Man kann sagen, Claas Feireis war ein ungewöhnlicher junger Mann, der, finanziell unabhängig, ein exquisites Leben führte.
Der Vater, Dr. Carsten Feireis, Hamburger Unternehmer, hatte sich vor Jahren mit einer Schrotflinte erschossen, nachdem ihm die Diagnose Demenz gestellt wurde.

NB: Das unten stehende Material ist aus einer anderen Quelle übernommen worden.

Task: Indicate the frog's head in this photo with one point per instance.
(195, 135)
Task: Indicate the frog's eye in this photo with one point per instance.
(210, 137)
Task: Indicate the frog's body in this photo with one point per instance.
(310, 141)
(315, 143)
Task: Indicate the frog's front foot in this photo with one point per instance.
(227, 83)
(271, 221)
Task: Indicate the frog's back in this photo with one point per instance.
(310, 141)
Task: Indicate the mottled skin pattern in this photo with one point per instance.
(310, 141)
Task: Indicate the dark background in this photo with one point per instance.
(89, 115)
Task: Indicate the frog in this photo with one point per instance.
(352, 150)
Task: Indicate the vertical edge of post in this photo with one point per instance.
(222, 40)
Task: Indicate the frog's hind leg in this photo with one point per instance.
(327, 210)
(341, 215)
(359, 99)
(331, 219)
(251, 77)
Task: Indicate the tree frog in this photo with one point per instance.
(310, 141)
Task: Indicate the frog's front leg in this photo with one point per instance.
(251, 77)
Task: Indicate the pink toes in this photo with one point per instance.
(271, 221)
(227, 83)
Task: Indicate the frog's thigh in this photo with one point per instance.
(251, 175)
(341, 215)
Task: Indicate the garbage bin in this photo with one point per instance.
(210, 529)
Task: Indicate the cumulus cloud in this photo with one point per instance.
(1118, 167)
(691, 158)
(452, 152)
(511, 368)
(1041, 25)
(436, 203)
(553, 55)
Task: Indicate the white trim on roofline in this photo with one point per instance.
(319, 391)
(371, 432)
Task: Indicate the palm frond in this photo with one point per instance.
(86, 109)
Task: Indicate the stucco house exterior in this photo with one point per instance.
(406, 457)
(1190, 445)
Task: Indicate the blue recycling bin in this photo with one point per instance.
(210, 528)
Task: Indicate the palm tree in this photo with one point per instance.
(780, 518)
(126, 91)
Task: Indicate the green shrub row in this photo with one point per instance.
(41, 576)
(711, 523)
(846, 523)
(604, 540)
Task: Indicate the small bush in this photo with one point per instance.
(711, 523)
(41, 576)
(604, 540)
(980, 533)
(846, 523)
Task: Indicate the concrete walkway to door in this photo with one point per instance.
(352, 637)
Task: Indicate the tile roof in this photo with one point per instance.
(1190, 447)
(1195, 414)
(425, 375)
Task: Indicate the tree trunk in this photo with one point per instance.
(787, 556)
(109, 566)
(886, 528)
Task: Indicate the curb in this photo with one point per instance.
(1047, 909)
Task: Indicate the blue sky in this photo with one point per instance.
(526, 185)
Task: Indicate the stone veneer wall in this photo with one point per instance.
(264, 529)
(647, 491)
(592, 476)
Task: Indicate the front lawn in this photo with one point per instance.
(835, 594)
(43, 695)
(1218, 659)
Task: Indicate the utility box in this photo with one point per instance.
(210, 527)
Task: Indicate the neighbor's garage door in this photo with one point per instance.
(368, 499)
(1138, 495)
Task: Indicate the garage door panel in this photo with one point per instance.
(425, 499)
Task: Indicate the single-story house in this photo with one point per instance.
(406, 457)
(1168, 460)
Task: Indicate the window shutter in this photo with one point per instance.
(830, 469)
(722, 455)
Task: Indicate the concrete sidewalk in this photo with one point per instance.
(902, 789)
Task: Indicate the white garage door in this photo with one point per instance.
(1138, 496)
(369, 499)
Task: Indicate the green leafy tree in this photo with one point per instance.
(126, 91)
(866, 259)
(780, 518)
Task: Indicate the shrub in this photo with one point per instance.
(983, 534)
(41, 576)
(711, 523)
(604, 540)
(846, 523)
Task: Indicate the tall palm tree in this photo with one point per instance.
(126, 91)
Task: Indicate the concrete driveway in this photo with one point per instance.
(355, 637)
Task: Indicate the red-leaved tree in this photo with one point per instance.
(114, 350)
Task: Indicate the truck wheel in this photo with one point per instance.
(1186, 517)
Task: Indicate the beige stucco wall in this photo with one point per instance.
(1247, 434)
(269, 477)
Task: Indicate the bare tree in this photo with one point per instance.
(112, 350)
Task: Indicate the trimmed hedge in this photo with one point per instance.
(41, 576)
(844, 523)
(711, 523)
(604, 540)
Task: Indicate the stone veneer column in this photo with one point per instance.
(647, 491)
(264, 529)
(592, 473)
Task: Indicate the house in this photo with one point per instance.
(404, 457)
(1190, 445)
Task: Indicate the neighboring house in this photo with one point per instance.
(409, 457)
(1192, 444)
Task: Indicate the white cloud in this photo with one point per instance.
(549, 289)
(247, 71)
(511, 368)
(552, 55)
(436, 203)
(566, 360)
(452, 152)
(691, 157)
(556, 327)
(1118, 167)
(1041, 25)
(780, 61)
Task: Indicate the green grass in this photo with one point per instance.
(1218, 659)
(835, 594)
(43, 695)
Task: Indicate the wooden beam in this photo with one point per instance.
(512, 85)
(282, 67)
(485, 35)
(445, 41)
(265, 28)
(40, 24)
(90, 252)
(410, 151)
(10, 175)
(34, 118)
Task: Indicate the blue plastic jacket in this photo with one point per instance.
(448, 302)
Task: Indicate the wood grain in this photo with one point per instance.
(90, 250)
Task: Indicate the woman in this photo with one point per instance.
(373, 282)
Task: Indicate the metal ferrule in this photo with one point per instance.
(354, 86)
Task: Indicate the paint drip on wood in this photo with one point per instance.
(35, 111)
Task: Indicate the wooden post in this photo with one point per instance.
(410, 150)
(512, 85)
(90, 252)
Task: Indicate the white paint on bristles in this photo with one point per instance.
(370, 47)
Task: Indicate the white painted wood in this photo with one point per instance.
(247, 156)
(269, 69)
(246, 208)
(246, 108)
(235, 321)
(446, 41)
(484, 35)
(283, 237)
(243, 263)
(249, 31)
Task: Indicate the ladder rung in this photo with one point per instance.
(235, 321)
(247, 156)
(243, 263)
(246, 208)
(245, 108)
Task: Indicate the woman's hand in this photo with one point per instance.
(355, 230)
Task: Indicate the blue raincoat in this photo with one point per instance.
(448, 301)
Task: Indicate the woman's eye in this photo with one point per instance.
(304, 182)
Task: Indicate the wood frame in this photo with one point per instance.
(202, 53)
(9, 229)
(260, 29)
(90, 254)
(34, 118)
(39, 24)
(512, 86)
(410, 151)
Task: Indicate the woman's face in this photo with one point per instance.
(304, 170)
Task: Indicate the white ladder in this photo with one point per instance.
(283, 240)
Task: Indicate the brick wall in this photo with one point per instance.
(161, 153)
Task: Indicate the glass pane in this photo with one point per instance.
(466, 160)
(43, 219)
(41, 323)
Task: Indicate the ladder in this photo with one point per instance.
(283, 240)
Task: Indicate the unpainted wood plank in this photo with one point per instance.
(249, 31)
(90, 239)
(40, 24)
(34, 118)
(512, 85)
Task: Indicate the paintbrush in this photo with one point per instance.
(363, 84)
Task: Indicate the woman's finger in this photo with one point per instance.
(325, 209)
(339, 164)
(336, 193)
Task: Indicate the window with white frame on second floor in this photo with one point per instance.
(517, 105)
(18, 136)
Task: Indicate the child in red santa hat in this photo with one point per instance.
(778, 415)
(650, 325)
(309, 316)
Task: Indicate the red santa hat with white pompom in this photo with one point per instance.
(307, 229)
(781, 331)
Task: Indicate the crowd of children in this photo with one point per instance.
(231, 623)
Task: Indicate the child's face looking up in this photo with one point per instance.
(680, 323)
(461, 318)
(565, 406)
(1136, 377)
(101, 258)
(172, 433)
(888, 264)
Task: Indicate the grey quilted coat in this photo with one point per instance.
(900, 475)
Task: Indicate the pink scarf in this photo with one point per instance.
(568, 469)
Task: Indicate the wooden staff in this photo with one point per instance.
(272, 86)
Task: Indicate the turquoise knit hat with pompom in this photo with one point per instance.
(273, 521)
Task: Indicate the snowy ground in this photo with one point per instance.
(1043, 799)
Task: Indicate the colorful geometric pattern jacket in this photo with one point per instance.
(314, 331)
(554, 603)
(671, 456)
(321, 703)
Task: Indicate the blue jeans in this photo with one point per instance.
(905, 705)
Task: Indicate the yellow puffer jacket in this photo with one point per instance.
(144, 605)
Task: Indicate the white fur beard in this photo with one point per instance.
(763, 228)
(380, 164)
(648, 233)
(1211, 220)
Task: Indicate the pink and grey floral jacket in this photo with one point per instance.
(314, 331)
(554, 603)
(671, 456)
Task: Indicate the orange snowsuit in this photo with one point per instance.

Er war durch Import von Guano aus Peru, Chile, Bolivien und die familieneigene Fabrik zur Kunstdüngerproduktion reich geworden. Südamerika wurde seine zweite Heimat und als weltoffener Mann hatte er sich intensiv mit der Geschichte der indigenen Völker auf dem südamerikanischen Kontinent beschäftigt. Während der Geschäftsreisen in Afrika wiederum frönte er seiner Leidenschaft für die Großwildjagd.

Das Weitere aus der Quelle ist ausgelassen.